[Protein-analysis] Re: Question about enzymes
lucasea from sbcglobal.net
(by lucasea from sbcglobal.net)
Tue Oct 17 21:34:32 EST 2006
"Tom Anderson" <twic from urchin.earth.li> wrote in message
news:Pine.LNX.4.62.0610171928500.24308 from urchin.earth.li...
> - the mammalian fatty acid synthase, a homodimer which catalyses no less
> than four reactions 
Just curious (this is an honest question), are these four reactions
catalyzed by four different active sites? I'm not a biochemist, but I
understand it's not uncommon for a particular active site to catalyze
multiple different reactions that have similar mechanistic requirements,
particularly if the binding pocket isn't too tight/selective.
> Because, having looked at more enzymes than you can shake a
> spectrophotometer at, biochemists have observed that most do only have one
> active site. And why is that? Good question; i'm not aware that there's a
> definitive answer, and not sure that there even could be one.
Again, not the opinion of a biochemist, but I suspect it's basically a
probability/entropic argument. I suspect that the chances of a new function
arising in a pre-existing enzyme the has some other function without
destroying that original function is less than the function arising in a new
protein or than the new function arising in the original enzyme but at the
same time destroying the original function of that enzyme.
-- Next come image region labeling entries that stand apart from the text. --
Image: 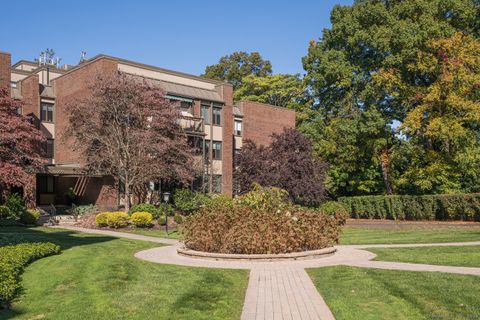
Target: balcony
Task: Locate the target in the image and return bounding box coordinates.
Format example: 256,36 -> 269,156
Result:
177,111 -> 205,135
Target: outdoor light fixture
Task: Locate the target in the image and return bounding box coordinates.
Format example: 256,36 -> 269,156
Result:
163,192 -> 170,203
162,192 -> 170,236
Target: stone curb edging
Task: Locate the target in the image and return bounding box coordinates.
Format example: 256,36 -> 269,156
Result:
177,247 -> 337,261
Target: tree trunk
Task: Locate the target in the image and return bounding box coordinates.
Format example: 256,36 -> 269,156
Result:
380,147 -> 393,195
125,179 -> 130,212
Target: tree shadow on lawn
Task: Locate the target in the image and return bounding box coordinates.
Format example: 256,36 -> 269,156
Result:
0,226 -> 117,319
0,226 -> 117,251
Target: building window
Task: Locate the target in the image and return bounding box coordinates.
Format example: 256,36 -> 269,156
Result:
200,104 -> 212,124
37,176 -> 55,193
212,175 -> 222,193
235,120 -> 242,136
45,139 -> 54,159
233,149 -> 240,167
205,139 -> 210,160
212,141 -> 222,160
213,107 -> 222,126
40,102 -> 54,122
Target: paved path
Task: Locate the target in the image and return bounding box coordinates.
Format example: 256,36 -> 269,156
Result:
50,226 -> 480,320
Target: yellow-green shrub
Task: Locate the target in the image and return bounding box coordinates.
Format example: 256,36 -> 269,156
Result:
20,209 -> 40,225
95,212 -> 110,227
130,212 -> 153,228
107,211 -> 130,229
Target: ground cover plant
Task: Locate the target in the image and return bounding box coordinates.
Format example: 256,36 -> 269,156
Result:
0,227 -> 248,320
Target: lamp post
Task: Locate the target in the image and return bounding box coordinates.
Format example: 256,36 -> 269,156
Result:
163,192 -> 170,236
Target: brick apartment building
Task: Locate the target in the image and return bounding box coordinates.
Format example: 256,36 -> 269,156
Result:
0,52 -> 295,208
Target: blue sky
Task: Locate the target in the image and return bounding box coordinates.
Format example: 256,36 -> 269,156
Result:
0,0 -> 353,74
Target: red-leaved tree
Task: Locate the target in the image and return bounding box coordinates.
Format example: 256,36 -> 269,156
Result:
235,129 -> 327,205
64,73 -> 194,211
0,89 -> 45,204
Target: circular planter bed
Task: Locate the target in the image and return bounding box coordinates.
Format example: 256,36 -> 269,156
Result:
177,247 -> 337,261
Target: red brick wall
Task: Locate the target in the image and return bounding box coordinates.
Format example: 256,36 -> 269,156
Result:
0,51 -> 12,90
52,58 -> 117,164
238,101 -> 295,145
222,84 -> 233,196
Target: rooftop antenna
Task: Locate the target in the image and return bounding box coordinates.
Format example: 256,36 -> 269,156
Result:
80,51 -> 87,62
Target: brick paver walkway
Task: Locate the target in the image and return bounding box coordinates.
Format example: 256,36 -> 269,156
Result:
51,226 -> 480,320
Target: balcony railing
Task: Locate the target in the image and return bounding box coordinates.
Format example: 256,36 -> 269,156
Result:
177,115 -> 205,135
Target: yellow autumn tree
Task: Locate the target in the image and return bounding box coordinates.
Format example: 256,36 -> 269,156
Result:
394,33 -> 480,192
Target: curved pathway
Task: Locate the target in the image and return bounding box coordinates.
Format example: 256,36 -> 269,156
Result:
50,226 -> 480,320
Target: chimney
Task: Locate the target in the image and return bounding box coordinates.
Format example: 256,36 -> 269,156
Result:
0,51 -> 12,92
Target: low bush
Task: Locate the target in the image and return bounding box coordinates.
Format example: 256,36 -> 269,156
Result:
128,203 -> 162,218
107,211 -> 130,229
173,189 -> 204,214
202,194 -> 233,210
158,203 -> 175,217
318,201 -> 349,219
158,216 -> 167,226
181,188 -> 345,254
128,203 -> 173,219
95,212 -> 109,227
20,209 -> 40,225
0,243 -> 60,307
173,214 -> 183,224
5,193 -> 26,220
69,204 -> 98,217
234,183 -> 292,210
339,193 -> 480,221
0,206 -> 12,220
130,212 -> 153,228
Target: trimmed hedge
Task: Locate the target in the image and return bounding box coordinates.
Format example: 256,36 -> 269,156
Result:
0,242 -> 60,307
338,193 -> 480,221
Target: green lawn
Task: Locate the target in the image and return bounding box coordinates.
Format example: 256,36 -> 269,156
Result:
307,266 -> 480,320
0,227 -> 248,320
114,228 -> 182,239
340,226 -> 480,244
368,246 -> 480,267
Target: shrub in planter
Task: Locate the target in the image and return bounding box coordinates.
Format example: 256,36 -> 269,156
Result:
5,193 -> 26,220
158,203 -> 175,217
173,214 -> 183,224
173,189 -> 201,213
128,203 -> 159,218
158,216 -> 167,226
20,209 -> 40,225
0,243 -> 60,307
234,183 -> 292,210
181,205 -> 344,254
107,211 -> 130,229
130,212 -> 153,228
203,194 -> 233,210
69,204 -> 98,217
95,212 -> 109,227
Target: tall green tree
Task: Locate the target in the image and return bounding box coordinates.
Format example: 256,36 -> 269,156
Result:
388,32 -> 480,193
301,0 -> 480,195
234,74 -> 305,109
202,51 -> 272,89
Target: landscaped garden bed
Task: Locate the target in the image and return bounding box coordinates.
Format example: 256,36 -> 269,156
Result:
182,186 -> 345,255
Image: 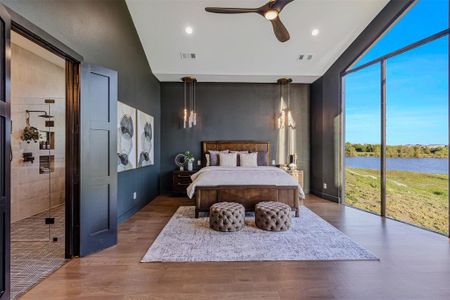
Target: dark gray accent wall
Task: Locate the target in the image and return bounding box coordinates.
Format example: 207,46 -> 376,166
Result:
1,0 -> 161,221
311,0 -> 414,202
161,82 -> 309,192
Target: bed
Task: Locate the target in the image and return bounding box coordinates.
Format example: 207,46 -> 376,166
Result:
188,141 -> 304,218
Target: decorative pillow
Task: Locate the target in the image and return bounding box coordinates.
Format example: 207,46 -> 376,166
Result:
208,150 -> 230,166
205,153 -> 211,167
219,153 -> 237,167
255,151 -> 269,166
240,152 -> 258,167
230,151 -> 248,166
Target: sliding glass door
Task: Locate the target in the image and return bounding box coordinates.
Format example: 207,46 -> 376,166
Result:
386,36 -> 449,234
342,1 -> 450,235
343,64 -> 381,214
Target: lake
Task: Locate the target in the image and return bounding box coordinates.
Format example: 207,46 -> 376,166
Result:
345,157 -> 448,174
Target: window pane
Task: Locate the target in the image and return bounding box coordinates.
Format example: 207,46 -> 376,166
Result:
354,0 -> 449,66
386,36 -> 449,233
344,64 -> 381,214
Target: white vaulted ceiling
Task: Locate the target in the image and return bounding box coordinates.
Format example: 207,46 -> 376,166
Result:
126,0 -> 389,83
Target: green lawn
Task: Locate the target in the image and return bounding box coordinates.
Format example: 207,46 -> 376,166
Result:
345,168 -> 448,234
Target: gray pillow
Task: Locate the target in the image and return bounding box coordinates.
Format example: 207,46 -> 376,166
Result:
230,151 -> 248,166
257,151 -> 269,166
208,150 -> 230,166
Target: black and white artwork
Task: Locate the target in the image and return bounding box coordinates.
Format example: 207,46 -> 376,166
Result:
117,102 -> 136,172
137,110 -> 155,167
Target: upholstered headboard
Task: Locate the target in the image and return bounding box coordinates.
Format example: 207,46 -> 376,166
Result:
202,141 -> 270,166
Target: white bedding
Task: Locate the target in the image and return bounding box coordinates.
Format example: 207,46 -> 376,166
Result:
187,167 -> 305,199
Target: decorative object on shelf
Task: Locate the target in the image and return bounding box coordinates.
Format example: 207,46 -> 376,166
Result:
289,153 -> 297,170
276,78 -> 296,129
20,110 -> 40,144
172,170 -> 195,196
137,110 -> 155,167
184,151 -> 195,171
175,153 -> 186,171
181,76 -> 197,128
22,152 -> 34,163
117,102 -> 136,172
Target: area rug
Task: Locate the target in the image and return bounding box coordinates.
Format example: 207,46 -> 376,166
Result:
141,206 -> 378,262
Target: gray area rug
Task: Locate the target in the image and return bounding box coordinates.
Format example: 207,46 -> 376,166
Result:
141,206 -> 378,262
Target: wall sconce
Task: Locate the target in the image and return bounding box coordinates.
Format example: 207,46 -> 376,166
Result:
181,76 -> 197,128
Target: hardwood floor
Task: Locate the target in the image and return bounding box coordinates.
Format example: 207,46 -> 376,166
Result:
23,196 -> 450,300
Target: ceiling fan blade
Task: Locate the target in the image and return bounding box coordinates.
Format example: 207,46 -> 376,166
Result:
205,7 -> 258,14
271,0 -> 294,12
270,18 -> 291,43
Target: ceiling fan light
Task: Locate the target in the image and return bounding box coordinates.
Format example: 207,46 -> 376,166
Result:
264,9 -> 278,21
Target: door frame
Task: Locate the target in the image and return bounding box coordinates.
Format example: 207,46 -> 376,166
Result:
5,6 -> 83,258
338,29 -> 450,238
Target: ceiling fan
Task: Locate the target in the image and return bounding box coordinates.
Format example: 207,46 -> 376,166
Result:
205,0 -> 294,43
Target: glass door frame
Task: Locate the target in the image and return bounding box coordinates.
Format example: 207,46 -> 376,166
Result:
338,28 -> 450,237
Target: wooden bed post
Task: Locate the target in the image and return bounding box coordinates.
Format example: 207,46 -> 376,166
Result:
294,190 -> 300,217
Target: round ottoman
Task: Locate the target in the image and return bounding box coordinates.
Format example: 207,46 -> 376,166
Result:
255,201 -> 291,231
209,202 -> 245,232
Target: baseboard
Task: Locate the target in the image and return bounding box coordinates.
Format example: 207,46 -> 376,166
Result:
117,200 -> 152,225
310,190 -> 340,203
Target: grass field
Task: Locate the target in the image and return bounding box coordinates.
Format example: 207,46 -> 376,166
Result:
345,168 -> 449,234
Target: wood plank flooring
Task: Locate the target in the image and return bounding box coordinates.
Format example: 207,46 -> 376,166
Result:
22,196 -> 450,300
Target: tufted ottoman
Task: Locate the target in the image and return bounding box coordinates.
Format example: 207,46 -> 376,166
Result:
255,201 -> 291,231
209,202 -> 245,232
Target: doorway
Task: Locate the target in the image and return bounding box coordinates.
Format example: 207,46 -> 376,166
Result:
10,31 -> 66,299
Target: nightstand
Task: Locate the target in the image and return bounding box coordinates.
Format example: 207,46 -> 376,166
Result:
172,170 -> 197,194
286,170 -> 304,188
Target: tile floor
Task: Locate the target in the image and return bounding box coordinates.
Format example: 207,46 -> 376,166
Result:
11,205 -> 66,299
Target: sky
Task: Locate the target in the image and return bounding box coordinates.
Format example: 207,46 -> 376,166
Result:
344,0 -> 449,145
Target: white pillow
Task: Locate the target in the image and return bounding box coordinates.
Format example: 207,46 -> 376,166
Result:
205,153 -> 211,167
219,153 -> 237,167
240,152 -> 258,168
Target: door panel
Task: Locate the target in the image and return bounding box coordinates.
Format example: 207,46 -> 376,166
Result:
0,5 -> 11,299
80,65 -> 117,256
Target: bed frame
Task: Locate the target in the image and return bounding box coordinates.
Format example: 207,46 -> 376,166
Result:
195,141 -> 300,218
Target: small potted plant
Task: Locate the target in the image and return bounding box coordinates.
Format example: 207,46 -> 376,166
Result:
21,126 -> 39,144
184,151 -> 195,171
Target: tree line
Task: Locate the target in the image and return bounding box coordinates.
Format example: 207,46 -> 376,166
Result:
345,143 -> 448,158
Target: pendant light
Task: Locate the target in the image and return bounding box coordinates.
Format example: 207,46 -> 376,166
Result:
181,76 -> 197,128
276,78 -> 296,129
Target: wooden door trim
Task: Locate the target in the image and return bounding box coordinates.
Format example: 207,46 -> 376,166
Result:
5,5 -> 83,63
0,5 -> 11,299
3,5 -> 83,258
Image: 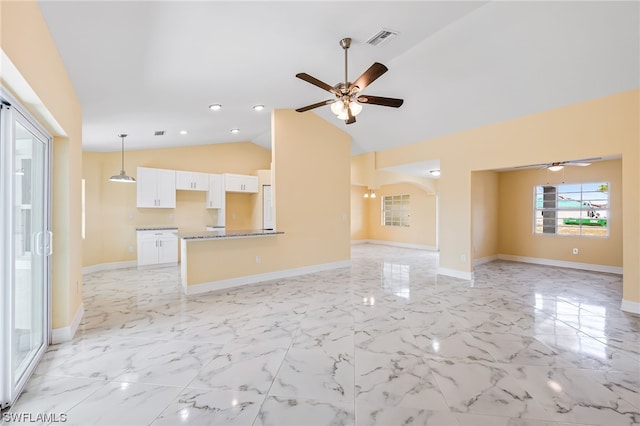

Certainly
there's a finite probability that a mutation that helps form the second
active site in a pre-existing enzyme will destroy the function of the
original active site by changing the tertiary structure in the wrong way.
Intuition also tells me that it would be a low entropy configuration to have
two active sites in a single enzyme, as compared to the same two active
sites in two separate enzymes. Maintaining this lower-entropy configuration
costs the organism more free energy, and that's usually not in the best
interests of the organism, evolutionarily speaking.
These are just the intuitions of a physical organic chemist with a
smattering of understanding of biochemistry, but I do understand that
evolution can behave in counter-intuitive ways.